Suffice to say, I've worked with a lot of people, and I'm always looking to meet new faces - it's part of the reason that I started streaming. Typically, the only interactions I get to have at work because of my young age, outside of immediate coworkers and friends I make along the way, are with people having issues with their computers. Great for teaching myself stuff for the career and all, but TERRIBLE for the social aspect of y'know, a healthy life. So, in the middle of June 2020, I said "Y'know, I want to make people laugh through this pandemic weirdness, and I want to meet new people!" And thus, PhantasmaPlumes became a reality and I've been going (mostly) strong ever since. 

But, as I began to develop more content and I became more confident in the stuff I was doing, I realized, I didn't really get to talk life advice and tell personal stories as much as I wanted to during streams.

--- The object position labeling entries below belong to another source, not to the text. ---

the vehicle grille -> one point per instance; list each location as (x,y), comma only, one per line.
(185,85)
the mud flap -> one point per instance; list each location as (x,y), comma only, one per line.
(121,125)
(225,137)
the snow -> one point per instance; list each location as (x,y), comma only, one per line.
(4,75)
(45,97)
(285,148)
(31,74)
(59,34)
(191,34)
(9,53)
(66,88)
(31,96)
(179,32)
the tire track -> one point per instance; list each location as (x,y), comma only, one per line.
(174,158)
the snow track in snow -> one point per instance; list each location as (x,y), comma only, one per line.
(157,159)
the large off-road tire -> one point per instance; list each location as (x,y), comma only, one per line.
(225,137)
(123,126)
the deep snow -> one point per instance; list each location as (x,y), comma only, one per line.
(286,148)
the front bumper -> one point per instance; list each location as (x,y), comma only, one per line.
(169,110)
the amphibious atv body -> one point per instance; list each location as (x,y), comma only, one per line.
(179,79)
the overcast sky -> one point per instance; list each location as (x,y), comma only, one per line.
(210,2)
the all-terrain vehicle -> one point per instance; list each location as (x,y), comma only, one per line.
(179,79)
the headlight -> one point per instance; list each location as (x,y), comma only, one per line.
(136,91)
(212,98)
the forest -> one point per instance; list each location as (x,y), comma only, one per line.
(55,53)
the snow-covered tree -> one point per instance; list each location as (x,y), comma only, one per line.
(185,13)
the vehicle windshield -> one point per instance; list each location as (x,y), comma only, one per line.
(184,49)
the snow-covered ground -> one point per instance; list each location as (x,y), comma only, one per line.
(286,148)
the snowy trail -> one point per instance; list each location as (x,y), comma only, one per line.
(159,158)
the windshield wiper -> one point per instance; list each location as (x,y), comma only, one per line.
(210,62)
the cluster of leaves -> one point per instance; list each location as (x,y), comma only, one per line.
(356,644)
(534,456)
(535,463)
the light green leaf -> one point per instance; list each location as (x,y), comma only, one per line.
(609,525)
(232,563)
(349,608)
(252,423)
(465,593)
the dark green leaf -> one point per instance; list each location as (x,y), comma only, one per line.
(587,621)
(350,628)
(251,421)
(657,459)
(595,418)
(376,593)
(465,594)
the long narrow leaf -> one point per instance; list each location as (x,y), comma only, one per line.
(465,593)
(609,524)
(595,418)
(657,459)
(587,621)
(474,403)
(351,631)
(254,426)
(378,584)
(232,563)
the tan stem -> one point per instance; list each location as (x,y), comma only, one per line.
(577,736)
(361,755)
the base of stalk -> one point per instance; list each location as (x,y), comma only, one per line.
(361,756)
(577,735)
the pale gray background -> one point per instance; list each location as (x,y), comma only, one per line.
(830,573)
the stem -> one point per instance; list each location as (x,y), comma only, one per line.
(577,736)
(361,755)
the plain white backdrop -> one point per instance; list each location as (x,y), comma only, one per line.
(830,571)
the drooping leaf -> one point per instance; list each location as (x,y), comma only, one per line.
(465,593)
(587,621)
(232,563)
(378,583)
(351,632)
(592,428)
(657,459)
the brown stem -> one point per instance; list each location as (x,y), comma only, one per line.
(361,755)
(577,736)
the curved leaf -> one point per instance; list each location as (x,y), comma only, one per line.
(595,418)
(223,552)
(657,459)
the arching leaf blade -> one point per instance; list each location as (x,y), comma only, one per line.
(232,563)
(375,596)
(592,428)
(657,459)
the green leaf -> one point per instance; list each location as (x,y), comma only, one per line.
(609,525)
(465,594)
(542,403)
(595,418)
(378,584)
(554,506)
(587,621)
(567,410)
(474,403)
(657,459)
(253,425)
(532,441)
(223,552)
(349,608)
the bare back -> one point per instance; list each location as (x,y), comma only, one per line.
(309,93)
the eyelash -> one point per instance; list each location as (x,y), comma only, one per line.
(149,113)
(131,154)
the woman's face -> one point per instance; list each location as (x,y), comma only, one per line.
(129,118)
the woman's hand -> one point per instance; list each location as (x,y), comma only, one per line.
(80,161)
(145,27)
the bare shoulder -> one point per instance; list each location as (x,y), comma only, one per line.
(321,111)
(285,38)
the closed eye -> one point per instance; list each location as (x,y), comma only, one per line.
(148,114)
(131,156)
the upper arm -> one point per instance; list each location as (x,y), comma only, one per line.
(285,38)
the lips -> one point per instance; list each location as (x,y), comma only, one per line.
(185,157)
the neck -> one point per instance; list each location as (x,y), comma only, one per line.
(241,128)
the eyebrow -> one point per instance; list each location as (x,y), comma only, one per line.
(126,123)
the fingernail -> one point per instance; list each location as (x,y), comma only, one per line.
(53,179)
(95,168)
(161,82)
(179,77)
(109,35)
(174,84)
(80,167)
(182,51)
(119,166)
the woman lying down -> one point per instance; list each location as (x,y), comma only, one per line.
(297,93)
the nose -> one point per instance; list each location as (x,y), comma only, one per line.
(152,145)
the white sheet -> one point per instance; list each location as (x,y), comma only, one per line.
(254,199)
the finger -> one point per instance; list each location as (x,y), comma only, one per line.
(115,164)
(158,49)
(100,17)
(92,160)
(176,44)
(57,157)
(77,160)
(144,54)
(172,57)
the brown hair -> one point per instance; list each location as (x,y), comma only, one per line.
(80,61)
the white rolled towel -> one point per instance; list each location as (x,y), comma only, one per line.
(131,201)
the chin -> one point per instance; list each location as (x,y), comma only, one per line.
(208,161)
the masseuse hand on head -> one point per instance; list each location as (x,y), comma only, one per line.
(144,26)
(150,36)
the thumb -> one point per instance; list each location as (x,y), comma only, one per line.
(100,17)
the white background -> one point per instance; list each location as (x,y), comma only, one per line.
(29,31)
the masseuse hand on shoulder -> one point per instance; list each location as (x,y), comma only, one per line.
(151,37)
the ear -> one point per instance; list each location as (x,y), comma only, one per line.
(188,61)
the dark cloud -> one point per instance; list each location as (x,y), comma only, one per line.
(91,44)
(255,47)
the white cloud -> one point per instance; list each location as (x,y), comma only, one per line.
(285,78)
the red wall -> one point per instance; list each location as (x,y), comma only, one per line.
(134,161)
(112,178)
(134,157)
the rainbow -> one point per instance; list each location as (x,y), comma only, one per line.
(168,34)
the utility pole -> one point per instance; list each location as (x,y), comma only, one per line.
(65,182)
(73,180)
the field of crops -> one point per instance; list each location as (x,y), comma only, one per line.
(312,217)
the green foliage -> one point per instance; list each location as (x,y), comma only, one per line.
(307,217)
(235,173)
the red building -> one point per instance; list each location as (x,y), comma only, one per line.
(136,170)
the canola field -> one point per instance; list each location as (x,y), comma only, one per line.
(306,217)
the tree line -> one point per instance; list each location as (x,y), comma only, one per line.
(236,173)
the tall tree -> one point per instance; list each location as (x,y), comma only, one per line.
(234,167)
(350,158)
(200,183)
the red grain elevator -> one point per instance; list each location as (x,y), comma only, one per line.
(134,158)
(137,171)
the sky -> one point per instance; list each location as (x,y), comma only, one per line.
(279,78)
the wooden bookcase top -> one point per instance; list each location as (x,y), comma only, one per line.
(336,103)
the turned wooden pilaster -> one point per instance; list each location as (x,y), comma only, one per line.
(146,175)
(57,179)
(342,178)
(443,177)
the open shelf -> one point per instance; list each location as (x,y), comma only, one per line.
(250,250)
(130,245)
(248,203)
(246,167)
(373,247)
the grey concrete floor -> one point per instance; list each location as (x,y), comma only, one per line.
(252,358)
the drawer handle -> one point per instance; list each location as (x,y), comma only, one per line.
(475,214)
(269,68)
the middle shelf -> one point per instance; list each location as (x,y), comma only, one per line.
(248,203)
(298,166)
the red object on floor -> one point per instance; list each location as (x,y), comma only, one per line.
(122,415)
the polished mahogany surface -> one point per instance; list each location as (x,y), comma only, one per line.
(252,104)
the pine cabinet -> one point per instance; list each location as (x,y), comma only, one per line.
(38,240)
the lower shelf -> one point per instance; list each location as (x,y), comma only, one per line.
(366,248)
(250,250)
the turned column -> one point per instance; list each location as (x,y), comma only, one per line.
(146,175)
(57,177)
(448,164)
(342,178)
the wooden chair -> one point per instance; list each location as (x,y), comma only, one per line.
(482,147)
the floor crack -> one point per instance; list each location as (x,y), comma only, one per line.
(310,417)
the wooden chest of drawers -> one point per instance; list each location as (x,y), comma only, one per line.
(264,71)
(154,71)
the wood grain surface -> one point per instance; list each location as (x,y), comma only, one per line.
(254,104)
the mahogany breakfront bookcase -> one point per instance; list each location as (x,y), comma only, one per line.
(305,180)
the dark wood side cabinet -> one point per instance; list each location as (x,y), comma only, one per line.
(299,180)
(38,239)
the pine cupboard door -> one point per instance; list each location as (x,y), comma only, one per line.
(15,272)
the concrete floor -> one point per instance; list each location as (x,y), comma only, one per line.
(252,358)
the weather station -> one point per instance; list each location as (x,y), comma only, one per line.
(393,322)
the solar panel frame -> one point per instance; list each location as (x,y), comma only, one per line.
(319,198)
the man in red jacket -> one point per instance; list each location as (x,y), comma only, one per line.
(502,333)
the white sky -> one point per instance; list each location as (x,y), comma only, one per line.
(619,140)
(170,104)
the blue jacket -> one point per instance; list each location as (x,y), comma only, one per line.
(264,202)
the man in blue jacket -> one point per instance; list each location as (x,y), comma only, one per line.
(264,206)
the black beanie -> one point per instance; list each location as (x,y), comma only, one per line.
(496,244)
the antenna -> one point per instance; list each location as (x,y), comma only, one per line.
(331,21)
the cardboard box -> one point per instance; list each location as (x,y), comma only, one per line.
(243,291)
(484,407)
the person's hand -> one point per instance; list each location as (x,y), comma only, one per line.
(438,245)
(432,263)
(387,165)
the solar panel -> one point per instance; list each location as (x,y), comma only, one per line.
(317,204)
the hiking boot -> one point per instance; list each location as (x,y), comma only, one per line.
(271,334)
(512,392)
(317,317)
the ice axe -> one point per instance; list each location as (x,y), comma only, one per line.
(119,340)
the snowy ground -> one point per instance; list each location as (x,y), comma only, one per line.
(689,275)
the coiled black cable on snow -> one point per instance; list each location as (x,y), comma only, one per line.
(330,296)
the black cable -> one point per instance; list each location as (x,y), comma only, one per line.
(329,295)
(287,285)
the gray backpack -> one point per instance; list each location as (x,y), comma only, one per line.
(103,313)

It's kind of hard to talk about the importance of good Cyber Hygiene when you're getting destroyed by the Elite Four in Pokemon, as I'm sure you know. That's how PlumesCast, my weekly podcast, started to form within my head: it was actually a Subtember goal for 2021 - I wanted to start a new form of content that anyone who couldn't catch a stream for whatever reason could still hang out with me. But, it wouldn't stay a gaming type podcast for long - in fact, if you search PlumesCast on Spotify, Apple Podcasts, Google Podcasts, or even Alexa, you'll find that most of the episodes are talking about mental health, well-being, so on and so forth. There's a good reason for that, let me explain.

After my Father passed of colon and liver cancer in 2016, I realized how many life questions I never had answered. I felt lost, scared; the deeper I went into that horrific thought pattern, the worse I felt like my life was going. My Mother, by this point in life, was already a drunkard living her best life down in Florida, and my Sister who would fill the crucial role my parents left was often so busy that I felt like I was bothering her with my stupid questions. It's a terrible place to find yourself in; you don't even realize that it's happening until you hit the ground, the air gets knocked out of you, and when you finally get that first breath to look around, it's all dark. Most of the time, people will give up there, accept their fate as a lost soul and march onward trying not to sink deeper - honestly, I nearly did the same. But, I had too many people who relied on me to stay down, too many friends that considered me the Dad of the group to show them my fears - I had to grow up fast once again. 

In doing so, I realized that there are countless people in that rut, filled with questions to give their lives meaning that they're too scared to ask or they don't know who to ask. That's what PlumesCast morphed to become - I wanted people to reach out and ask the questions they were too afraid to, and I wanted to answer them in a way a friend would. Looking back, I think I've done a pretty good job - we've had some serious laughs, some tears, but from those who've I talked to after them finding my humble little podcast, I know I've left a mark on their hearts. And that's why I wanted to take my content one step further. Welcome to The Phantasmagoria of Plumes.